1 – Cette lettre est la dernière à M. Damilaville, qui mourut, peu de temps après, d’un abcès à la gorge. (K.)

2 – Dans l’affaire Sirven. (G.A.)

3 – De l’Imposture sacerdotale, ou Recueil de pièces sur le clergé, traduit de l’anglais, ouvrage du baron d’Holbach. (G.A.)

 

 

 

 

 

à M. de Chabanon.

 

12 Février 1768.

 

 

          Mon cher confrère, tout va bien puisque Eudoxie est faite. Voilà une belle étoffe tout prête ; mais c’est un brocart de Lyon pour habiller des arlequins. Vous aurez probablement tout le temps de mettre encore des pompons à votre brocart. Il ne se présente pas un acteur supportable, pas une actrice qui soit bonne à autre chose qu’à faire des enfants. Rien dans la province qui donne la plus légère espérance.

 

          Les Génevois se sont avisés de brûler le théâtre qu’on avait bâti dans leur ville pour les rendre plus doux et plus aimables. J’ai grand’peur qu’on n’en fasse autant à Paris. Il ne reste que cette ressource aux gens qui ont un peu de goût. L’opéra subsistera, parce que les trois quarts de ceux qui y vont n’écoutent point. On va voir une tragédie pour être touché ; on se rend à l’Opéra par désœuvrement, et pour digérer.

 

          Vous croyez donc, mon cher confrère, que les grands joueurs d’échecs peuvent faire de la musique pathétique, et qu’ils ne seront point échec et mat ? à la bonne heure, je m’en rapporte à vous (1).
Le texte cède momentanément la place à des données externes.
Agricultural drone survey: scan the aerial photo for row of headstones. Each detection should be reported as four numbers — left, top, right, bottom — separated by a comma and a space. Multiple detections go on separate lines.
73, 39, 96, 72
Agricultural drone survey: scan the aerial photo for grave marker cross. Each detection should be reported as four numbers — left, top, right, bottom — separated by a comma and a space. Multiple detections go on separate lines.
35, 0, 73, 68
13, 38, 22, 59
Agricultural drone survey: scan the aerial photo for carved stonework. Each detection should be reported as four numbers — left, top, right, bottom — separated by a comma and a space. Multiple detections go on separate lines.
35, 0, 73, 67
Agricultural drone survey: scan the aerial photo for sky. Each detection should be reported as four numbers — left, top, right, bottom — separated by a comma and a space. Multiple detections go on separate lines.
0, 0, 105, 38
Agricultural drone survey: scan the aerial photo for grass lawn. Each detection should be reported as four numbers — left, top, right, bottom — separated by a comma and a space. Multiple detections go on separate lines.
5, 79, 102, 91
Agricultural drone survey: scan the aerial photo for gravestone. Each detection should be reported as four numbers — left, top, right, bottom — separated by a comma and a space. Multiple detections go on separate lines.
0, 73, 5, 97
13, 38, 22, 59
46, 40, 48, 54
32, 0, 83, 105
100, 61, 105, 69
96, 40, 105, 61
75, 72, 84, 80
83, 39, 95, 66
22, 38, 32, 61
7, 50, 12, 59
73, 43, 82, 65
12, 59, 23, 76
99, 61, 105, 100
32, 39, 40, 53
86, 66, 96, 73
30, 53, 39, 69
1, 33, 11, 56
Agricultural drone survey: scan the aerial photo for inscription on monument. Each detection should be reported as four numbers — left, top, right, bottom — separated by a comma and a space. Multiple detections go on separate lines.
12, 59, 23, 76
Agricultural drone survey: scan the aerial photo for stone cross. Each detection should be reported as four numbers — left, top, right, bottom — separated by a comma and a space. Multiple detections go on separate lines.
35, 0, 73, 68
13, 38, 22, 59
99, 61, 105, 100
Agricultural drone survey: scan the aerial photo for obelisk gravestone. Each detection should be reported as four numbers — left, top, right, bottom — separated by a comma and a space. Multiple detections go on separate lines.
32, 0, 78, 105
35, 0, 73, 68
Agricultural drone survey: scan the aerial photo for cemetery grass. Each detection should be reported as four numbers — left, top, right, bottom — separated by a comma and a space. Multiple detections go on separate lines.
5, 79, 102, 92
Faites tout ce qu’il vous plaira ; je remets entre vos mains la mâchoire d’âne, les trois cents renards, la gueule du lion, le miel fait dans la gueule, les portes de Gaza, et toute cette admirable histoire.

 

          Je suis toujours très indigné, je vous l’avoue, de l’épigramme contre M. Dorat, que l’auteur a fait courir sous mon nom avec peu de probité. On m’a joué des tours plus cruels, et je garde le silence. Il y a encore plus de barbarie à m’attribuer un Dîner, moi qui ne me mets presque plus à table. Ce Dîner a été fait il y a plus de quarante ans. Les gens de lettres sont plus inhumains qu’on ne pense ; ils exposent un pauvre homme aux plus grands dangers pour avoir seulement le plaisir de deviner. Ils disent : Voilà son style, c’est lui. Eh ! mes amis, pour peu que vous ayez d’honnêteté, ne devriez-vous pas dire : Ce n’est pas lui ? Pourquoi calomniez-vous vos camarades ?

 

          Je vous porte mes plaintes, mon cher ami, contre toutes ces injustices, parce que je connais votre cœur. Tout le monde ne vous ressemble pas. Vous n’imaginez point avec quelle vivacité de sentiment mes vieux bras se tendent vers vous, et combien mon cœur vous aime.